API Crashes 20+ Times Daily

Trying to figure out what is going on. Our uptime monitor sends out an email when the page goes down for longer than 5 min. For the past few weeks, the API is showing that it goes down 20-40 times a day for about a 3 day stretch. Then it's fine for a few days, and it's back to a 3 days stretch of chaos. What? How? Why?
26 Replies
Brody
Brody2w ago
please provide more information, for starters, are there any error logs?
jared.leddy
jared.leddy2w ago
There are plenty of info logs, but they don't have any details on them that indicate an issue. There are no error, debug or warn logs for the past 2 months.
Brody
Brody2w ago
I would recommend adding some very verbose debug logging sonyoi can determine at what point your code crashes
jared.leddy
jared.leddy2w ago
It's built on Nest.js and the error/warning logs are typically pretty solid. I can look at adding something else, but that may take a bit.
Brody
Brody2w ago
railway isn't going to have the observability into your app if your app doesn't have the observability you need to determine the issue
jared.leddy
jared.leddy2w ago
In English, you're saying that the logs in Railway are only as good as the ones built into the app.
Brody
Brody2w ago
that's correct if you don't know why your app is crashing, railway isn't going to know either besides things like OOM but that's easy enough to determine from your side
jared.leddy
jared.leddy2w ago
That's the problem I believe. We're using Nest instead of Express in part because of the built-in logs. If the app actually crashes, Nest will let you know. But I'm not seeing any logs that say that the app actually crashed.

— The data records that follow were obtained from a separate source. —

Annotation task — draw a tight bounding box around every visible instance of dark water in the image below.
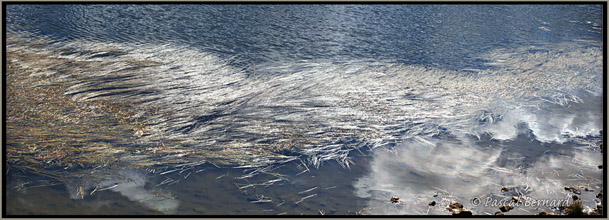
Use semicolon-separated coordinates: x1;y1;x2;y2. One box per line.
6;4;605;215
7;4;603;70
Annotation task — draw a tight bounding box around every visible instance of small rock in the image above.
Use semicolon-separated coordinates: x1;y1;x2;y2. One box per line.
453;209;474;216
499;205;514;212
535;211;555;216
579;186;594;192
448;202;463;209
565;186;582;195
389;196;400;203
512;196;524;203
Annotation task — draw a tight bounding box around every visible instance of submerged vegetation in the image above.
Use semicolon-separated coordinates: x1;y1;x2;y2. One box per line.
6;35;289;189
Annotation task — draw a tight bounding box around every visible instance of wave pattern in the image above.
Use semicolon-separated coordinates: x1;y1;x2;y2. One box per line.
9;32;602;169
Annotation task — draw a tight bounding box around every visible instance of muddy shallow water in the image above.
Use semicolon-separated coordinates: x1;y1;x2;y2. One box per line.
4;4;605;215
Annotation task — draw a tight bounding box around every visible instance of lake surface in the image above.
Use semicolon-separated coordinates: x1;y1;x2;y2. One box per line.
5;4;605;215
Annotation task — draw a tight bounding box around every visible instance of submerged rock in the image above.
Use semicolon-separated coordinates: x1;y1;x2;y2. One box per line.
499;205;514;212
535;211;556;216
565;186;582;195
389;196;400;203
448;202;463;209
453;209;474;216
579;186;594;192
512;196;524;203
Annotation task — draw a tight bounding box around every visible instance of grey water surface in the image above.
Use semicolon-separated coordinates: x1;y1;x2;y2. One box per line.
5;4;605;215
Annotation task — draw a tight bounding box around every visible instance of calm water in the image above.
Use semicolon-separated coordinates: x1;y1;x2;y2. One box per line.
6;4;604;215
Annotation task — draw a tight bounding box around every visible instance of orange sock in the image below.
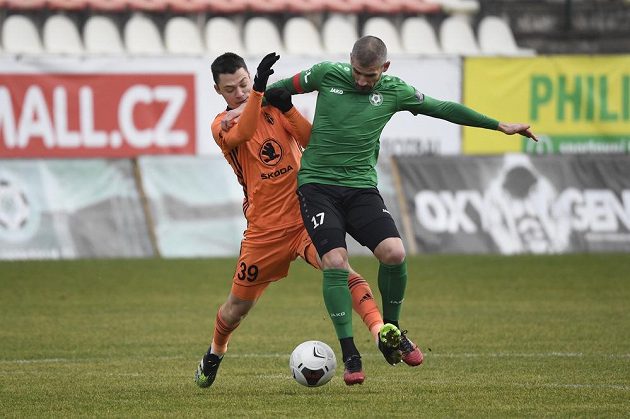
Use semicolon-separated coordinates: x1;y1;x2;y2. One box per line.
210;307;240;355
348;273;383;339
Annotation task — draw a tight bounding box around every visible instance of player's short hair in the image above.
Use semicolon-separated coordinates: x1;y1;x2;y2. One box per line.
352;35;387;67
210;52;249;83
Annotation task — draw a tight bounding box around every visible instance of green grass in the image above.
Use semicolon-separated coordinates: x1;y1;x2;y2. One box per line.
0;254;630;418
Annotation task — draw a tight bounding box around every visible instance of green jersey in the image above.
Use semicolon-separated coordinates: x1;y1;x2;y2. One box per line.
269;62;499;188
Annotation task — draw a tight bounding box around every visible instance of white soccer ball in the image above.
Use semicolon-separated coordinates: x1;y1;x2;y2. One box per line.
289;340;337;387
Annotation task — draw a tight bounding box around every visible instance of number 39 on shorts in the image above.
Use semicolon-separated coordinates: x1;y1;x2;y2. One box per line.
311;212;324;228
236;262;258;282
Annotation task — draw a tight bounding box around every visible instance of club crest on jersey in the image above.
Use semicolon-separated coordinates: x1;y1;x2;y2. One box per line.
416;89;424;103
264;112;274;125
258;138;282;166
370;92;383;106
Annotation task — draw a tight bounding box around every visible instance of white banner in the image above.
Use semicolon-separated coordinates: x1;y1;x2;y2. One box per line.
0;56;461;158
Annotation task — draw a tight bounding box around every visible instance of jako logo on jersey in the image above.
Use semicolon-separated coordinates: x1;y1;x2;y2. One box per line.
260;165;293;179
258;138;283;166
370;92;383;106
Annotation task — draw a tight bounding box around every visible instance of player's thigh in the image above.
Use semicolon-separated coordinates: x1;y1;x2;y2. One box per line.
346;188;400;252
232;239;292;301
293;226;321;269
298;184;346;258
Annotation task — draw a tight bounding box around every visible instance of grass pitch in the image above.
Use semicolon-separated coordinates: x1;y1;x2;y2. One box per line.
0;254;630;418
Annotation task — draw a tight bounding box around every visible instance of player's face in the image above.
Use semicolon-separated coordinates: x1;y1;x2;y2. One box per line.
350;55;389;92
214;68;252;109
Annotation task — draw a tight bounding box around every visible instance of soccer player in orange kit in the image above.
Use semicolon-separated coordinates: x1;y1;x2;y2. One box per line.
195;53;391;387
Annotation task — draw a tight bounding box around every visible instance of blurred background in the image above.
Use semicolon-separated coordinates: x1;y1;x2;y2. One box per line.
0;0;630;260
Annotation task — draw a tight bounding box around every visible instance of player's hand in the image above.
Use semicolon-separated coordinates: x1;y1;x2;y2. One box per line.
254;52;280;92
498;122;538;142
265;87;293;113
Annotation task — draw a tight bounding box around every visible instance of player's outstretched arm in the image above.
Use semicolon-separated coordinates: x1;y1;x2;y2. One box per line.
497;122;538;141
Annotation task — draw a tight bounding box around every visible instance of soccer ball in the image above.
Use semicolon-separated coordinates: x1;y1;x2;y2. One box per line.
289;340;337;387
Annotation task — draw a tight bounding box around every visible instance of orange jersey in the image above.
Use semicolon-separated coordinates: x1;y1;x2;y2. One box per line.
212;90;311;233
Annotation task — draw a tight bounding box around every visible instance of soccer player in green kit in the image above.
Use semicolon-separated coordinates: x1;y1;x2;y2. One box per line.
268;36;537;385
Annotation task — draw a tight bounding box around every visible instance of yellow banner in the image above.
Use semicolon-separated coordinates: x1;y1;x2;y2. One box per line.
462;55;630;154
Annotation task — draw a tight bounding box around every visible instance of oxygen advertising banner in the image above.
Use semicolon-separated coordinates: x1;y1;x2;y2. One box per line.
0;52;461;158
395;154;630;255
139;156;247;257
463;55;630;154
0;59;209;158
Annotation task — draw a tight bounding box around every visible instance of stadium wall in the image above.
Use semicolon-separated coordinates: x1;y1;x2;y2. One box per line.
0;56;630;259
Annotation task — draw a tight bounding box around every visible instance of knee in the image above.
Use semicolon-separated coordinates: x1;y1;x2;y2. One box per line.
374;239;406;265
221;299;251;326
322;248;350;269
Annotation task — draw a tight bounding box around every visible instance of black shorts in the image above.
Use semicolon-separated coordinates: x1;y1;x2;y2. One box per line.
297;183;400;257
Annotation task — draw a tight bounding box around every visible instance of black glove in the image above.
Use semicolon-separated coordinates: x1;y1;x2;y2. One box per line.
265;87;293;113
254;52;280;92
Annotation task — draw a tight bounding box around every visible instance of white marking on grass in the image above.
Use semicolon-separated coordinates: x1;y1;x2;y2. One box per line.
0;352;630;364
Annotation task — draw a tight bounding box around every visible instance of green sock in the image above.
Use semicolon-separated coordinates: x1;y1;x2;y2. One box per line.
323;269;352;339
378;261;407;322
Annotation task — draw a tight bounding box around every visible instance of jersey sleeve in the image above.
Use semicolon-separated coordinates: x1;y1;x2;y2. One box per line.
212;90;263;151
268;61;333;95
399;84;499;130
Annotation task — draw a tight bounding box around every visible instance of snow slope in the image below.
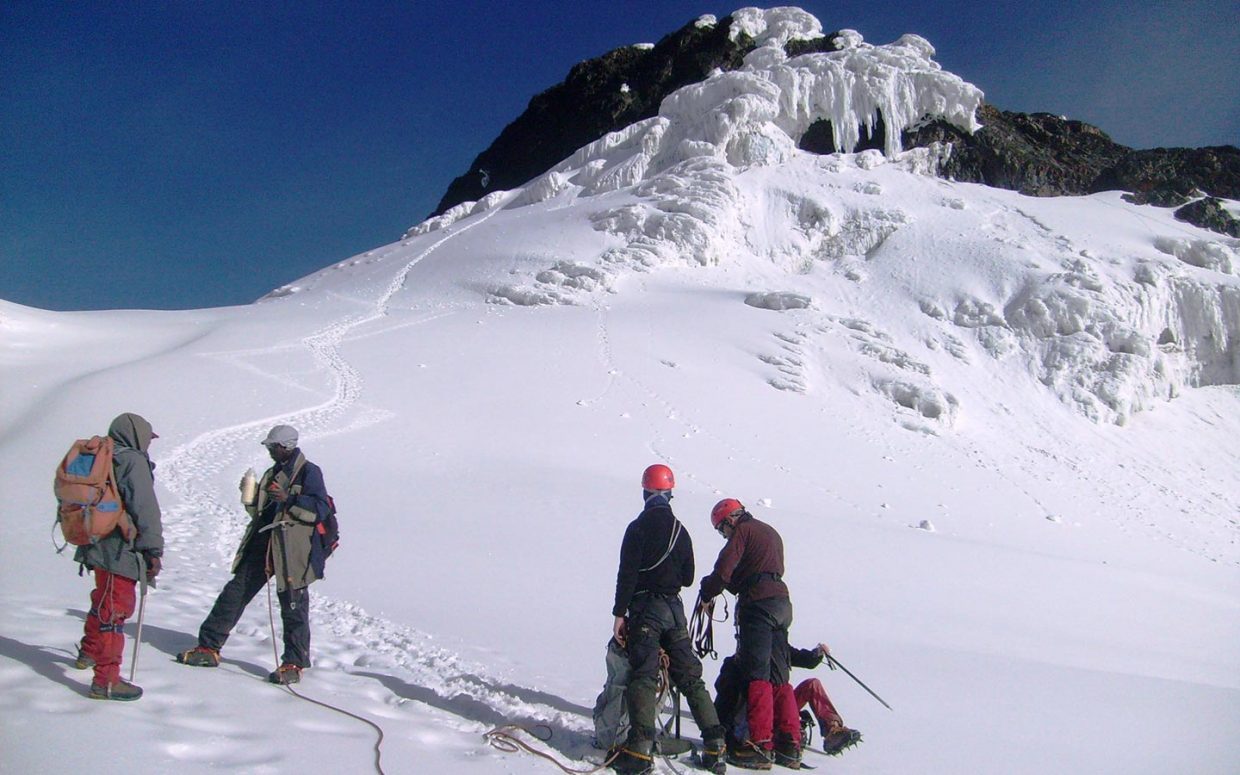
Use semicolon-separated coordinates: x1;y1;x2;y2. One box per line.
0;10;1240;774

If the app never actually crashed, then the app has a problem with 1 page going haywire, or the response time is too long. The uptime monitor is showing that the API went down 7 times on 2024-06-21 for an estimated total 7 minutes.
jared.leddy
jared.leddy2w ago
It doesn't actually tell me why, but this is a "keyword found" type monitor.
No description
jared.leddy
jared.leddy2w ago
This monitor is an HTTP ping. It shows nothing happening on that date.
No description
Brody
Brody2w ago
I'm sure there's a hundred or more ways your app could crash or soft lock without nest knowing. are you on the v2 runtime? and on the new edge proxy?
jared.leddy
jared.leddy2w ago
I suspect that is probably true, though the how that can happen seem lost on me. I'm guessing no on v2 and edge, as I don't know what those are.
Brody
Brody2w ago
check your service settings
jared.leddy
jared.leddy2w ago
My Railway settings say Legacy runtime.
Brody
Brody2w ago
and the edge proxy?
jared.leddy
jared.leddy2w ago
Not enabled.
Brody
Brody2w ago
does your service have a volume?
jared.leddy
jared.leddy2w ago
I don't think so. I can't find anything that says Volume in the settings.
Brody
Brody2w ago
it's not in the settings, look at the project canvas
jared.leddy
jared.leddy2w ago
I'm guessing this is the canvas. If so, then it's just a Github repo and PostgreSQL DB.
No description
Brody
Brody2w ago
there's no volume on the API service you can see the postgres service has a volume enable the v2 runtime and edge proxy on your API service
jared.leddy
jared.leddy2w ago
I see what you're talking about. The bottom box. Deploying the updates now. That's done.
Brody
Brody2w ago
okay continue monitoring the service and report back
jared.leddy
jared.leddy2w ago
Copy.
Ayush
Ayush2w ago
i've also been having an issue with my nestjs API restarting sporatically throughout the day. Havent had time to look into it though, i believe i used one of the existing railway templates. Did you also use the template @jared.leddy?
jared.leddy
jared.leddy2w ago
No, we didn't do anything fancy. Just connect the repo and quick deploy it with ENVs and a DB.